NAME
killer - Background job killer
SYNOPSIS
killer [-h] [-V] [-n] [-d]
DESCRIPTION
killer is a perl script that gets rid of background jobs. Background
jobs are defined as processes that belong to users who are not
currently logged into the machine. Jobs can be run in the background
(and are expempt from killer’s acctions) if their scheduling priority
has been reduced by increasing their nice(1) value or if they are being
run through condor. For more details, see the PACKAGE main section of
this document.
The following sections describe the perl(1) packages that make up the
killer program. I don’t expect that the version that works for me will
work for everyone. I think that the ProcessTable and Terminals
packages offer enough flexibility that most modifications can be done
in the main package.
Command line options
-h Tell me how to get help
-V Display version number
-n Do not kill, just print what would be killed
-d Enable debug output
PACKAGE ProcessTable
Each ProcessTable object contains hashes (or associative arrays) that
map various aspects of a job to the process ID (PID). The following
hashes are provided:
pid2user Login name associated with the effective UID that the
process is running as.
pid2ruser Login name associate with the real UID that the process is
running as.
pid2uid Effective UID that the process is running as.

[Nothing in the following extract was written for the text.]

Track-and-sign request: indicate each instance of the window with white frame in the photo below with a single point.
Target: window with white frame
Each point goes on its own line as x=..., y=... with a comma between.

pid2ruid Real UID that the process is running as.
pid2tty Terminal associated with the process.
pid2ppid Parent process of the process
pid2nice nice(1) value of the process.
pid2comm Command name of the process.
Additionally, the %remainingprocs hash provides the list of processes
that will be killed.
The intended use of this package calls for readProcessTable to be
called to fill in all of the hashes defined above. Then, processes
that meet specific requirements are removed from the %remainingprocs
hash. Those that are not removed are considered to be background
processes and may be killed.
new
This function creates a new ProcessTable object.
Example:
my $ptable = new ProcessTable;
initialize
This function (re)initializes arrays and any environment variables for
external commands. It generally will not need to be called, as it is
invoked by new().
Example:
# Empty out the process table for reuse
$ptable->initialize();
readProcessTable
This function executes the ps(1) command to figure out which processes
are running. Note that it requires a SYSV style ps(1).
Example:
# Get a list of processes from the OS
$ptable->readProcessTable();
cleanForkBombs
This function looks for a large number of processes owned by one user,
and assumes that it is someone that is using fork() for the first time.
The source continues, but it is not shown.